То есть все то, что вы на сознательном и подсознательном уровне уже знали применительно к своей предыдущей жизни…
— Зачем так уж все знать? Всегда можно избрать для себя амплуа богатого иностранца, к примеру…
— Можно, но не всегда. И даже если так, то слишком часто это будет роль папуаса, доставленного в Париж в этнографических целях, поскольку в этом мире, как и в вашем, большинство стереотипов поведения гражданина цивилизованной страны отличаются очень мало. Нынешний русский, приехав в Мадрид или Берлин, будет допускать не слишком бросающиеся в глаза промахи и ошибки первую неделю-две, в зависимости от образованности и жизненного опыта. Вы же, уважаемый…
Мне ничего не оставалось, как признать его правоту.
— И наконец, последнее по порядку, но не по существу. Необходимый минимум общебоевой подготовки. С этим трудностей я не ожидаю. Мужчина вы крепкий и тренированный. Так, легкая шлифовка навыков рукопашного боя, владения огнестрельным, холодным и подручным оружием и, конечно, знание тактико-технических данных хотя бы основных систем, состоящих на вооружении армии и полиции все тех же «цивилизованных стран». Вождение существующих здесь автомобилей и мотоциклов для начала. Паровоз, вертолет, танк пока не обязательно…
«Ничего себе программа!» — чуть не воскликнул я. Как раз почти в пределах курса того воздушно-гренадерского училища, что заканчивал некогда отец Григорий. Но вовремя спохватился. Я вон на своей родной Земле попал в такую переделку, что без помощи старика и не выпутался бы. А здесь? Неизвестно еще, как на практике выглядит даже столь деликатно звучащая акция, как «сдерживание технического прогресса». А вдруг это подразумевает уничтожение хорошо охраняемых авиационных баз или заводов по производству боевых отравляющих веществ? Другое дело, надо ли мне вообще во все это ввязываться? Может быть, разумнее прямо сейчас остановиться, отыграть все назад и уехать с Аллой в Москву, Берлин или Лондон, где и посвятить предстоящие месяцы или годы спокойной работе в библиотеках, музеях и непосредственному наблюдению жизни с позиций того самого «иностранца из далеких нецивилизованных стран»? Назвать себя, к примеру, наследным принцем острова Раратонга…
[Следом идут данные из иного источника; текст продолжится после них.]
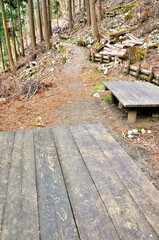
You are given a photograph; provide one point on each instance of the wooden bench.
(72, 183)
(133, 95)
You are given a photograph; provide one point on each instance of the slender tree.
(31, 23)
(7, 36)
(99, 11)
(2, 58)
(40, 23)
(46, 27)
(73, 8)
(20, 29)
(70, 15)
(13, 34)
(94, 21)
(88, 13)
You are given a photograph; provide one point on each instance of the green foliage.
(107, 99)
(128, 8)
(97, 88)
(129, 16)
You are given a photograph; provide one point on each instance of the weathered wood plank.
(123, 96)
(30, 218)
(56, 219)
(148, 89)
(138, 95)
(12, 223)
(21, 215)
(126, 215)
(144, 193)
(91, 216)
(6, 146)
(130, 95)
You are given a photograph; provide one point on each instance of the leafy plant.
(107, 99)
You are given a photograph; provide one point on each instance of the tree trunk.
(73, 8)
(94, 21)
(13, 33)
(20, 28)
(32, 26)
(70, 15)
(7, 36)
(40, 23)
(99, 11)
(88, 13)
(79, 5)
(2, 58)
(46, 27)
(49, 17)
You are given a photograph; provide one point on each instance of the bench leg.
(132, 114)
(113, 99)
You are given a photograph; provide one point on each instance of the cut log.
(115, 53)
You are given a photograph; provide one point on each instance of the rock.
(130, 132)
(143, 131)
(130, 136)
(149, 131)
(96, 95)
(106, 71)
(135, 131)
(3, 100)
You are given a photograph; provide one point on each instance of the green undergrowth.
(97, 88)
(107, 99)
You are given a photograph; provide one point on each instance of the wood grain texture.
(21, 216)
(129, 221)
(143, 192)
(134, 94)
(56, 219)
(91, 216)
(6, 146)
(12, 223)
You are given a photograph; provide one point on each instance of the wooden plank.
(12, 223)
(127, 217)
(21, 215)
(144, 193)
(30, 218)
(91, 216)
(148, 89)
(135, 94)
(56, 219)
(139, 95)
(130, 96)
(6, 146)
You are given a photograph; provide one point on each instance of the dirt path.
(70, 102)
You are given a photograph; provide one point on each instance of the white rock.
(149, 131)
(135, 131)
(143, 131)
(130, 136)
(96, 95)
(130, 132)
(106, 71)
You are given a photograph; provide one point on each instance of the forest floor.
(70, 101)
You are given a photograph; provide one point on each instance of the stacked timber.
(141, 73)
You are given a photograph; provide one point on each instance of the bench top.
(134, 94)
(72, 183)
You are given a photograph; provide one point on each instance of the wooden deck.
(133, 95)
(70, 183)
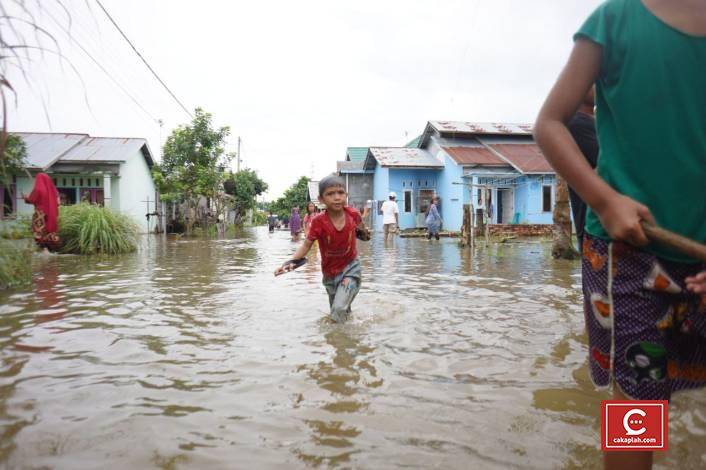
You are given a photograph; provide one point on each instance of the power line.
(143, 59)
(100, 66)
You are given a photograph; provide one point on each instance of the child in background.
(646, 324)
(311, 212)
(295, 224)
(335, 230)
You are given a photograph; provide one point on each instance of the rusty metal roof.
(481, 128)
(402, 157)
(474, 156)
(526, 157)
(357, 166)
(45, 149)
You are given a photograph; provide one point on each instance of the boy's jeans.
(342, 289)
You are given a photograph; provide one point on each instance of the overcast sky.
(298, 81)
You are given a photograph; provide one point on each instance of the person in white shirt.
(390, 215)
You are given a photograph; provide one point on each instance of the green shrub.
(15, 264)
(18, 229)
(88, 229)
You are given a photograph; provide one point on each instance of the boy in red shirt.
(335, 229)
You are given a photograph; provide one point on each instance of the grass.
(15, 264)
(88, 229)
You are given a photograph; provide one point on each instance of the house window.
(425, 196)
(7, 201)
(546, 198)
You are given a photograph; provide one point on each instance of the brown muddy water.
(190, 354)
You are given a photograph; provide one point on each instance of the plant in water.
(89, 229)
(15, 264)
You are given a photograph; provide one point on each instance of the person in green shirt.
(644, 305)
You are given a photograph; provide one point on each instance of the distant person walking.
(433, 219)
(311, 212)
(583, 129)
(390, 215)
(295, 224)
(271, 222)
(45, 199)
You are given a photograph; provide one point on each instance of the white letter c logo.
(627, 422)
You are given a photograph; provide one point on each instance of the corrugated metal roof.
(474, 156)
(43, 149)
(102, 149)
(403, 157)
(482, 128)
(356, 154)
(527, 158)
(350, 167)
(414, 142)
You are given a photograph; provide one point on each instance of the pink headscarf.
(45, 197)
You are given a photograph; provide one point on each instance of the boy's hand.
(697, 284)
(621, 217)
Только вот как быть с природными качествами натуры?
— Хорошо, Александр Иванович, доводы ваши безупречны. Готов стать вашим паладином. Только с чего конкретно мы начнем?
— А как положено. Восемь часов физподготовки, восемь часов теории, остальное — личное время. Подворотничок там подшить, сапоги почистить, в самодеятельности поучаствовать, дров ротному напилить… Ты что, советским солдатом никогда не был, что ли?
И очень скоро я понял, что он имел в виду во время этого очень предварительного инструктажа. Особенно часто мне вспоминались его слова:
— Запомни, парень, никогда не станет хорошим руководителем тот, кто не научился подчиняться. В очень многих случаях — безоговорочно.
И еще одна мудрость была дарована мне господином Шульгиным, который, наверное, был в этих вещах куда эрудированнее меня:
— Уставы, братец, надо учить не потому, что этого хочется твоим начальникам для самоутверждения. Все уставы написаны кровью, и их знание необходимо, чтобы в бою освободить мозги для более нужных вещей…
И однажды пришло время, когда я сумел эту мудрость проверить на собственной шкуре. Но об этом позже.
В личном общении Александр Иванович оказался, как я и ожидал, человеком чрезвычайно приятным, остроумным и удивительно нестандартно мыслящим. Иногда невозможно было представить, что нас с ним разделяют почти полтора века насыщенной событиями и историческими катаклизмами жизни.